At 10:38 PM UTC 2025-03-04 we received a first notification from our alerting system about problems with our messaging infrastructure being overwhelmed by the number of requests
At 11:06 PM UTC 2025-03-04 the system recovered.
Engineers identified the issue and created a ticket to address it.
At 6:56 AM UTC 2025-03-05 we received another notification from our alerting system with the same problem as before
At 7:28 AM UTC 2025-03-05 the system recovered again.
At 2:27pm UTC 2025-03-05, we began working on mitigations and further investigation as the US team started their day.

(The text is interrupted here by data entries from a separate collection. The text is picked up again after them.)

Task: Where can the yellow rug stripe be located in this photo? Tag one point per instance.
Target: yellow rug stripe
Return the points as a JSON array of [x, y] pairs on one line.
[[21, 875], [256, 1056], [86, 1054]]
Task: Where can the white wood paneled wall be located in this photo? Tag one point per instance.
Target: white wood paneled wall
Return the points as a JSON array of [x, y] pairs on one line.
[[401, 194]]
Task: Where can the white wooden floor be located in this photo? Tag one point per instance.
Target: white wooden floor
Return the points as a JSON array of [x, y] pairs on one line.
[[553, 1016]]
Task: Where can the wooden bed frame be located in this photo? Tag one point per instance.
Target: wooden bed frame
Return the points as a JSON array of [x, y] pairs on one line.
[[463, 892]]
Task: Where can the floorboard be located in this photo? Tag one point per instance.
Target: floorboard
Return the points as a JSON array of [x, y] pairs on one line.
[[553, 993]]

At 7:23pm UTC 2025-03-05, mitigations were released to production and we saw significant performance improvements in our metrics during the next spike overnight.
Root cause:
One of our message passing systems was being overloaded by messages due to a period of heavy use.

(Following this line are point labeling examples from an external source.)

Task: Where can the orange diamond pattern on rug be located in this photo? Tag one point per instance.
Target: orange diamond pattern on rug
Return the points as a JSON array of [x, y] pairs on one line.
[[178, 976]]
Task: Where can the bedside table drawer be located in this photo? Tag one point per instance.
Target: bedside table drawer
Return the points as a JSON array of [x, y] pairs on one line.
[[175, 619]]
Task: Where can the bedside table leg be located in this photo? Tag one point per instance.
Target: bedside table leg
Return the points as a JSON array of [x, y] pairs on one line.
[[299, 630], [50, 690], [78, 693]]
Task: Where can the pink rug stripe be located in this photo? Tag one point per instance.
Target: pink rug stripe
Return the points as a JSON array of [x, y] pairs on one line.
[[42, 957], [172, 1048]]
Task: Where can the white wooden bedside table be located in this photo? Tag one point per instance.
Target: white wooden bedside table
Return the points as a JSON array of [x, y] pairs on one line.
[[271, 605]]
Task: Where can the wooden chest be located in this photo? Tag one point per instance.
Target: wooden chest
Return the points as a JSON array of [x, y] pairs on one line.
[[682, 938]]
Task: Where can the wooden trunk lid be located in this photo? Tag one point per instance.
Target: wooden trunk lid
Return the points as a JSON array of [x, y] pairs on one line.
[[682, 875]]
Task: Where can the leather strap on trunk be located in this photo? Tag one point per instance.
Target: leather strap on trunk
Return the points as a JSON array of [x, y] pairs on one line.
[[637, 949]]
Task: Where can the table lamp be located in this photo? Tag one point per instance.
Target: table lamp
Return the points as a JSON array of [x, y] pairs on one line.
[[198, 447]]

The specific messages that caused the issue were broadcasts for the creation of connections to local clients.
These messages were not being produced or consumed efficiently.
Once the messaging system was overloaded, it stopped accepting new messages for a brief period of time.

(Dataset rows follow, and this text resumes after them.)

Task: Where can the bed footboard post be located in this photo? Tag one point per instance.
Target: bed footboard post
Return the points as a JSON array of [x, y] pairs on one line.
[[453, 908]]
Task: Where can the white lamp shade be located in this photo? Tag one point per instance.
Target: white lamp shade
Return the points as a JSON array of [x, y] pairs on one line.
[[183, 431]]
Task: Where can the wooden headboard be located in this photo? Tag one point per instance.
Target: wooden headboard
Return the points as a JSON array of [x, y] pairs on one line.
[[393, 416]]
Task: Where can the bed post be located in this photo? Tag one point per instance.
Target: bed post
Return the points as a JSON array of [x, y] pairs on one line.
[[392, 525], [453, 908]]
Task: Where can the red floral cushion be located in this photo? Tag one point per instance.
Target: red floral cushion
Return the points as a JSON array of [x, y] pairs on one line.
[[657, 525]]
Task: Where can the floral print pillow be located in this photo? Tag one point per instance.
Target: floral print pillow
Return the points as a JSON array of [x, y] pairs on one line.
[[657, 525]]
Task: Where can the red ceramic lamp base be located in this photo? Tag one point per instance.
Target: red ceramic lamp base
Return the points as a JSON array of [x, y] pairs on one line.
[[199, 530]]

As consumers caught up, performance would improve.
All managed secret actions (validation, rotation, retrieval) depend on this messaging system. Once the system was overloaded, the managed secret actions would either time out or be dropped.
Mitigation:
We dramatically improved the efficiency of both the production and consumption of these messages. We experienced a similar high load spike after the mitigation was released, and we were able to observe the mitigations were very effective.
Posted Mar 07, 2025 - 21:57 UTC
Resolved
On March 4th at approximately 2:30pm PST, we experienced an unusual load event that caused degraded service for 30 minutes. We experienced a follow up event later that day at 11pm PST for 30 minutes again. During this time, the service was slower than usual to respond to requests and some session connections would fail. We have implemented mitigations and are currently monitoring.